I think the A4 and A6 use the same chassis now, just that the A6 is a longer version. This would be like the Golf and TT, same chassis, but the TT is shorter and has some different components underneath.


----------



## The Blue Blur (Jan 14, 2003)

*Re: 2004 A6 (NC-GTI)*

The "B chasis" is the platform shared by the A4, Passat, and A6 (in that size
order). The current generation Passat and A6 share the same platform as the 
previous generation A4 (the current generation A4 uses more aluminum and 
different welding techniques to keep weight down). The form is the same, but the 
chasis is stretched rearwards of the B pillar to alter the length of each vehicle.
There really isn't a C platform and it's not a step down. In other words...yeah, what he said.
Okay, that said, what the hell would a transverse engine be doing in there? Is the 
3.2 VR6 mounted longitudinally in the Toureg? I guess that would mean it's still a possibility, but I don't understand the strategy here. I'm just suprised there's no mention of the 3.7L V8 here.
EDIT: I'm also not sure why autobild bothered making CG renderings of the upcomming A6. Audi has released press photos already. An Avant was showed in Automobile Magazine a few months ago slated for a 2006 release (the sedan will be released sooner).


_Modified by The Blue Blur at 8:31 PM 8-17-2003_


----------



## LenE (Dec 23, 2002)

*Re: 2004 A6 (The Blue Blur)*


_Quote, originally posted by *The Blue Blur* »_Okay, that said, what the hell would a transverse engine be doing in there? Is the 
3.2 VR6 mounted longitudinally in the Toureg?

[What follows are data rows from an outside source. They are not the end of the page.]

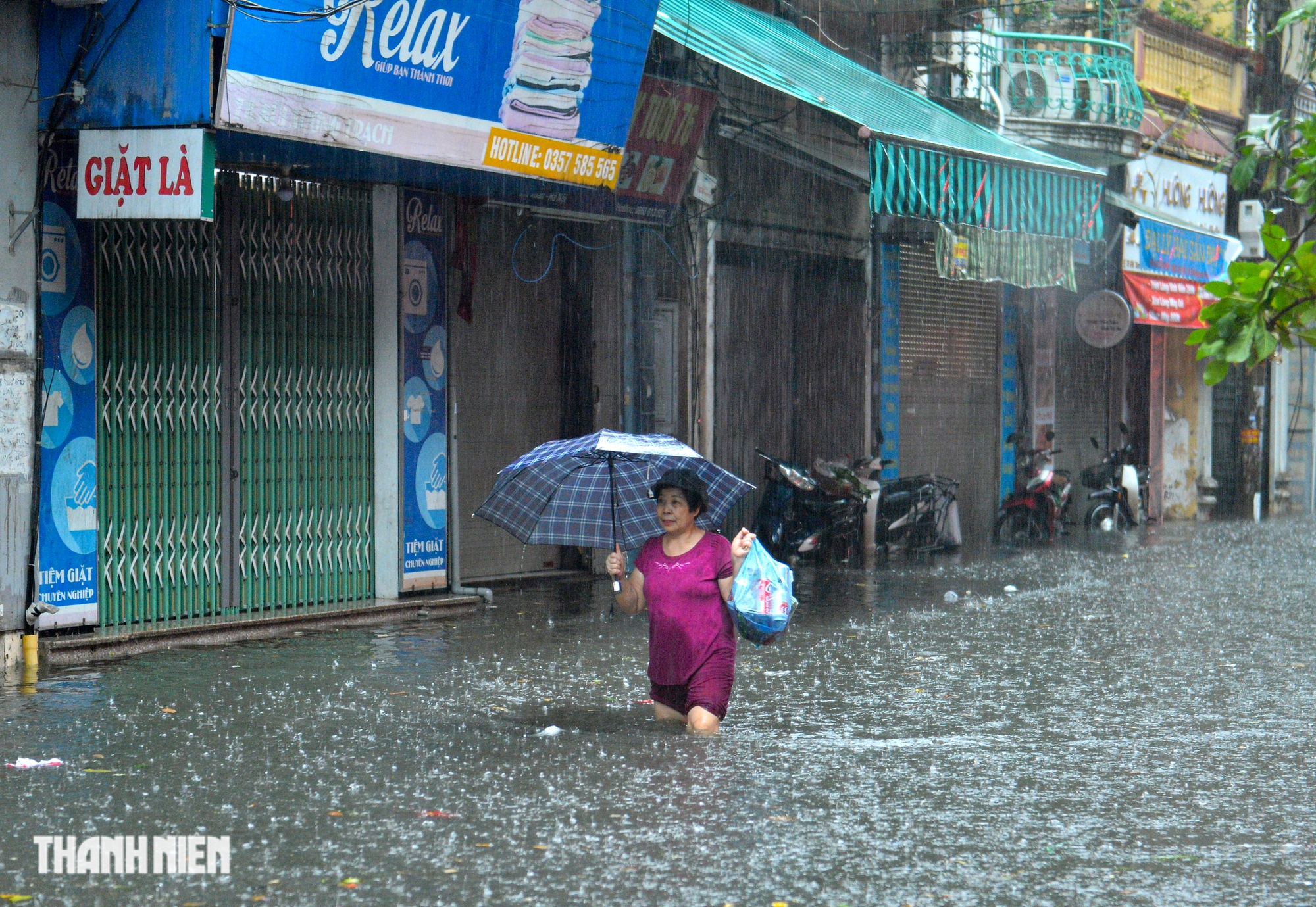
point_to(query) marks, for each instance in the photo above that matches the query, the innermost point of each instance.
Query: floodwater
(1132, 727)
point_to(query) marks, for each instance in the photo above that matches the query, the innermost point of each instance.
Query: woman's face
(674, 512)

That's the source of my confusion. The A6 uses longitudinal engiles, while the Passat uses transverse. Because of this, I think it would be incorrect to say that they share the same platform. Also there are other differences between the Passat and A6 than the length. The A6 is wider, just bigger all around. Other places, I've seen mention that the A6 is the 'C' platform. It looks now that the next iteration will be on the 'B' platform.
The 3.2 is longitudinal in the Touareg, as well as the 4.2 Audi V8 in the top model. This engine could be mounted longitudinally in the A6, if the base platform supports that, which the 'B' doesn't. I guess I'm a purist, and feel that the engine should be running longitudinally, so that if a vehicle wasn't a quatro, the rear wheels should be driven. This is what one expects from high-end German cars (any high end cars actually).
-- Len


----------



## The Blue Blur (Jan 14, 2003)

*Re: 2004 A6 (LenE)*

You are severely misinformed. Alas, I'm too lazy to take a picture of my engine bay, but the Passat uses the same 2.8L that the A6 used to use in the same direction. It even has the same Multilink suspension up front (with the same configuration in the rear that the fronttrac a6 uses). You will also find that the differences in space for the front seats isn't different. As I said before the chasis is elongated rearward of the B pillar so there is more space for *rear passengers*.
A6 vs. Passat
See for yourself. These dimensions are consistant with what I have said. The difference in widths could easily be explained by different body panels and headroom by the presence or absence of a sunroof (GLX Passat has on standard, A6 3.0 does not). The only true difference comes with the 4.2 which has a significantly wider body and track, but is still based on the same architecture. ALL that said, I don't know where you're bringing this C chasis nonsense from, there's no such thing.
Funny you mention that about driving the rear wheels... If Pischetstrieder has his way (he _is_ from BMW after all), RWD VW/Audi's may become a reality sooner than anyone thinks. As for purity, I'm not so sure that's the case. Where a longitudinal set up (as in our cars, but not all) lacks in torque steer, it makes up for in understeer. With all the weight of our engines placed forward of the front axle, vehicle dynamics are made sort of screwy. For this reason each orientation type is a mixed blessing. I still prefer the longitudinal motor I have, but I realize its faults. Also, while it would not be impossible to have a front mounted transverse engine that drives only the rear wheels (many all wheel drive cars do so), rwd manufacturers would rather stick with tradition and mechanical simplicity.


----------



## LenE (Dec 23, 2002)

*Re: 2004 A6 (The Blue Blur)*

I found the source of my confusion. Try this page http://www.ibiblio.org/tkan/audi/usmodels.html#type
The A6 is on the C5 platform, while the Passat and A4 are on the B5.5/B6 platform.
-- Len


_Modified by LenE at 2:34 PM 8-19-2003_


----------



## The Blue Blur (Jan 14, 2003)

*Re: 2004 A6 (LenE)*

sonofa....


----------



## Giancarlo (Aug 10, 2000)

*Re: 2004 A6 (The Blue Blur)*

When are they showing the new A6?? Is it going all alluminum or only part of it like the new 5 series?? 
I hope we can get some official news of at least some official leaks of info form the staff here.


----------